Notes de lecture inédites de Gustave FLAUBERT, étudiant âgé de quinze ans, sur la 9ème leçon du Cours d’Histoire moderne de François GUIZOT

 

Flaubert manuscrit de jeunesse inédit

 

Gustave FLAUBERT (1821-1880). Loi salique. Manuscrit autographe, [Rouen, 1837]. 2 pp. in-folio. Emboîtage et étui magnifiquement réalisé par Benjamin Elbel.

Exceptionnel manuscrit inédit, probablement rédigé en septembre 1837, alors que Flaubert, âgé de quinze ans, terminait ses vacances à Rouen, avant sa rentrée en seconde.
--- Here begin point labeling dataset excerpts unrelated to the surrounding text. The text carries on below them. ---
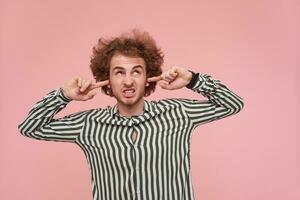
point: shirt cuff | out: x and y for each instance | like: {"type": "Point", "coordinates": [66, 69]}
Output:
{"type": "Point", "coordinates": [194, 80]}
{"type": "Point", "coordinates": [62, 96]}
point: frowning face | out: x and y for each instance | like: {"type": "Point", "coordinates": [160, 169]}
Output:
{"type": "Point", "coordinates": [127, 78]}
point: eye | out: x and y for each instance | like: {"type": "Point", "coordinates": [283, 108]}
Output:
{"type": "Point", "coordinates": [119, 73]}
{"type": "Point", "coordinates": [136, 72]}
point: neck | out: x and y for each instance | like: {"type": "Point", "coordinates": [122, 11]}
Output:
{"type": "Point", "coordinates": [131, 110]}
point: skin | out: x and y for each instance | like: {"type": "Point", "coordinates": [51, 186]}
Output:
{"type": "Point", "coordinates": [127, 81]}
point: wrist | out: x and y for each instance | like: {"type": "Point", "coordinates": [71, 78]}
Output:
{"type": "Point", "coordinates": [65, 94]}
{"type": "Point", "coordinates": [193, 79]}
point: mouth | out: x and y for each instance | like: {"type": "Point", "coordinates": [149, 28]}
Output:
{"type": "Point", "coordinates": [128, 92]}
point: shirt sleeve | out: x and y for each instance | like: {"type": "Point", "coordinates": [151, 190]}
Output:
{"type": "Point", "coordinates": [221, 102]}
{"type": "Point", "coordinates": [40, 124]}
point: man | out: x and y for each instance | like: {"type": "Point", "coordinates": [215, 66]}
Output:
{"type": "Point", "coordinates": [135, 149]}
Il s’agit de ses notes de lecture sur la 9ème leçon du Cours d’Histoire moderne de François Guizot, dont il a inscrit le nom en haut à gauche, au-dessus de celui de Montesquieu ; il consultera l’article consacré au même sujet dans L’Esprit des lois.
Ces notes sur Guizot serviront au jeune Gustave pour son ouvrage intitulé Lutte du Sacerdoce et de l’Empire, que Conard catalogue comme inédit, et n’en donne que le plan. Voir Gustave Flaubert, Œuvres de jeunesse inédites, tome III, p. 319-320 (dans Œuvres Complètes, tome XIII, éd. Conard, Paris, 1910). Le manuscrit de Lutte du sacerdoce et de l’Empire est conservé au Texas, Université d’Austin, Humanities Research Center.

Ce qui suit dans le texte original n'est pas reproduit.